# If you had a COMPLETELY blank room, what would you do?



## hkstroud (Mar 17, 2011)

Cover the floor, walls and ceiling with $100 bills.


----------



## stick\shift (Mar 23, 2015)

What's a tapestry?

I'm kidding, I don't actually want to know.


----------



## ddawg16 (Aug 15, 2011)

First, you have to decide what relaxes you.

You mentioned Ocean......I think I'd be installing a wall sized aquarium to begin with.


----------



## de-nagorg (Feb 23, 2014)

I would install the largest FLAT SCREEN available, on one wall.

Then the most comfortable reclining chair available, And a perpetually stocked Refrigerator, And a nearby restroom.

All a man needs is a way to be entertained, a comfortable place to sit/sleep, never ending supply of refreshments, and a place to answer nature.

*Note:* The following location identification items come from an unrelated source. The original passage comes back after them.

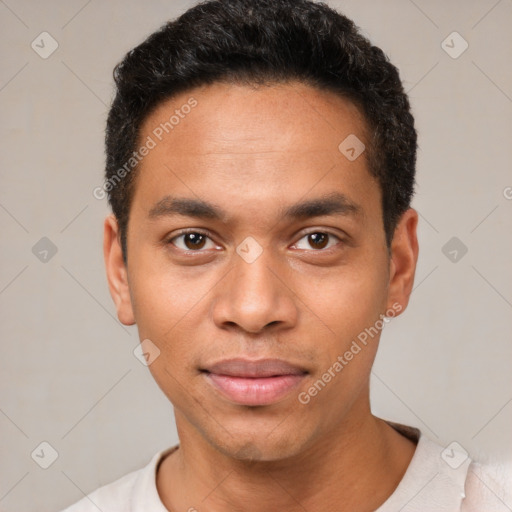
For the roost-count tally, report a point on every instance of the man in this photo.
(260, 167)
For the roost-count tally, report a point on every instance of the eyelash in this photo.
(208, 235)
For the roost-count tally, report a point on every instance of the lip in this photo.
(254, 382)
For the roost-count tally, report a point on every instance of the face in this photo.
(257, 266)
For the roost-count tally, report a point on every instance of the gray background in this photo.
(68, 373)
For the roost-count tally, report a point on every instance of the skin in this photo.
(252, 152)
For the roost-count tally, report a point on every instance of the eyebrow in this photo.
(331, 204)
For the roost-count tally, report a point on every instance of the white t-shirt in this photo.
(437, 480)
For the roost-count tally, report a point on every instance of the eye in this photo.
(192, 241)
(319, 240)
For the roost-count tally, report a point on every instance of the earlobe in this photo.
(404, 256)
(117, 275)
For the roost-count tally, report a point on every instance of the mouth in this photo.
(260, 382)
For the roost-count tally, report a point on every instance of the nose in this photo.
(255, 296)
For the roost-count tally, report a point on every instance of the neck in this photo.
(356, 468)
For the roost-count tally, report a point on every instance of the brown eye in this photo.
(192, 241)
(317, 240)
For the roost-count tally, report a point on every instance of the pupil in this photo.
(318, 239)
(196, 239)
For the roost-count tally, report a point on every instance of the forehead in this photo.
(279, 117)
(246, 147)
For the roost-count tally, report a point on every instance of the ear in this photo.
(404, 256)
(117, 275)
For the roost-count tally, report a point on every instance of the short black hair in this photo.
(264, 42)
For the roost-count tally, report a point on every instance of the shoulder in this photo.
(112, 497)
(488, 487)
(132, 491)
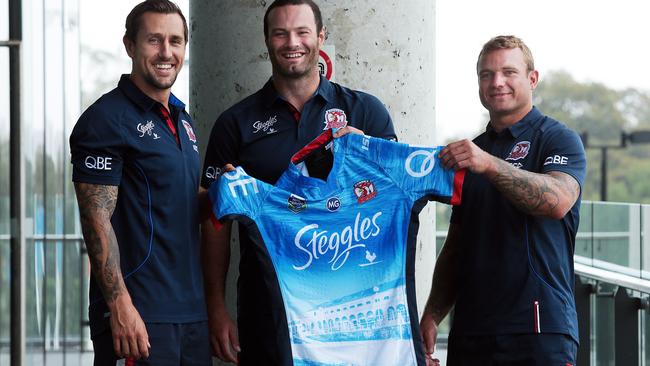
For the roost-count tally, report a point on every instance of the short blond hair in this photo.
(507, 43)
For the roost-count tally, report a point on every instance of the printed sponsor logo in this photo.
(98, 162)
(364, 190)
(147, 129)
(426, 164)
(296, 203)
(335, 247)
(333, 204)
(212, 172)
(236, 181)
(266, 126)
(335, 118)
(519, 151)
(189, 130)
(556, 160)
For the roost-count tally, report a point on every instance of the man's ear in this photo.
(533, 78)
(129, 46)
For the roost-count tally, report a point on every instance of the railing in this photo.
(612, 266)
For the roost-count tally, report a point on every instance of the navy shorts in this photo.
(172, 344)
(546, 349)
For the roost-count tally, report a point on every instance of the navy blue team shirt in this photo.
(122, 140)
(261, 133)
(516, 271)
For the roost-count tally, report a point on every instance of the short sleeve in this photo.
(96, 148)
(418, 171)
(564, 152)
(222, 148)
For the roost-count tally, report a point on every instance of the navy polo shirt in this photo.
(516, 270)
(122, 140)
(260, 134)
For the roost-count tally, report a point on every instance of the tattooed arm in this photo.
(96, 206)
(549, 195)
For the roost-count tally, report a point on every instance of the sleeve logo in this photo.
(98, 162)
(519, 151)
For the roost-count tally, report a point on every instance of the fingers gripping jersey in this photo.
(340, 248)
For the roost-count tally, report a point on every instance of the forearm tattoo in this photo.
(533, 193)
(96, 205)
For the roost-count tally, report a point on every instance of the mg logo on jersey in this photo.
(364, 190)
(519, 151)
(425, 162)
(335, 247)
(235, 177)
(189, 130)
(335, 118)
(333, 204)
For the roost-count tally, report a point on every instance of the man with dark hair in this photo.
(507, 263)
(260, 134)
(136, 174)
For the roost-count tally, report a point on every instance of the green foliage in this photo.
(603, 113)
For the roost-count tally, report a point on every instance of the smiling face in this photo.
(157, 53)
(293, 41)
(506, 85)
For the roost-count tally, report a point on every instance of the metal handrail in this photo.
(614, 278)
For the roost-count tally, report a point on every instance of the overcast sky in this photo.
(596, 40)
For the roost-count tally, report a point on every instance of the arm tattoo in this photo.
(96, 206)
(534, 193)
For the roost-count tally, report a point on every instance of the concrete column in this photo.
(382, 47)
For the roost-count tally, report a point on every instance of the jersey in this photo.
(123, 140)
(343, 248)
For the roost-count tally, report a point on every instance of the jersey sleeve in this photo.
(222, 148)
(236, 194)
(97, 149)
(564, 152)
(419, 172)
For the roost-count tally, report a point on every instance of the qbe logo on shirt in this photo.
(98, 162)
(420, 163)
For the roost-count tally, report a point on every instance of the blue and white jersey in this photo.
(343, 249)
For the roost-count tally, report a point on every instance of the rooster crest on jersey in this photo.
(519, 151)
(335, 118)
(364, 190)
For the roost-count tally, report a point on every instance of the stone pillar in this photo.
(383, 47)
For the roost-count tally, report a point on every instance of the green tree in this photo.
(603, 113)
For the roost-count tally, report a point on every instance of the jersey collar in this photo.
(141, 99)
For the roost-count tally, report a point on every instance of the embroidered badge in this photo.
(364, 190)
(519, 151)
(296, 203)
(335, 118)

Everything else is just "FLUFF" 


ED


----------



## gma2rjc (Nov 21, 2008)

Ed, it would also be nice to have a remote controlled conveyor belt to bring the drinks and snacks to you. And maybe a chair like George Costanza had, with the built-in refrigerator... in case the conveyor belt is slow. :smile:






.


----------



## azurafates (Sep 1, 2016)

I'd add an entertainment center with multiple shelves on both ends to display my family photos. I'd center a very nice wall-mounted flat screen TV and build a DVD/Blue Ray cabinet underneath


----------



## EllieHardman (Sep 29, 2016)

I'd have a really big black and white gallery wall with all of the photos on shallow shelves. Keep everything else pretty neutral and black and white but have a really big, comfy, dark blue velvet sofa as a statement.


----------



## EllieHardman (Sep 29, 2016)

If I had all of the money in the world though (and it was a huge room) I would fill it with art, mirrors, rugs and a chandelier.


----------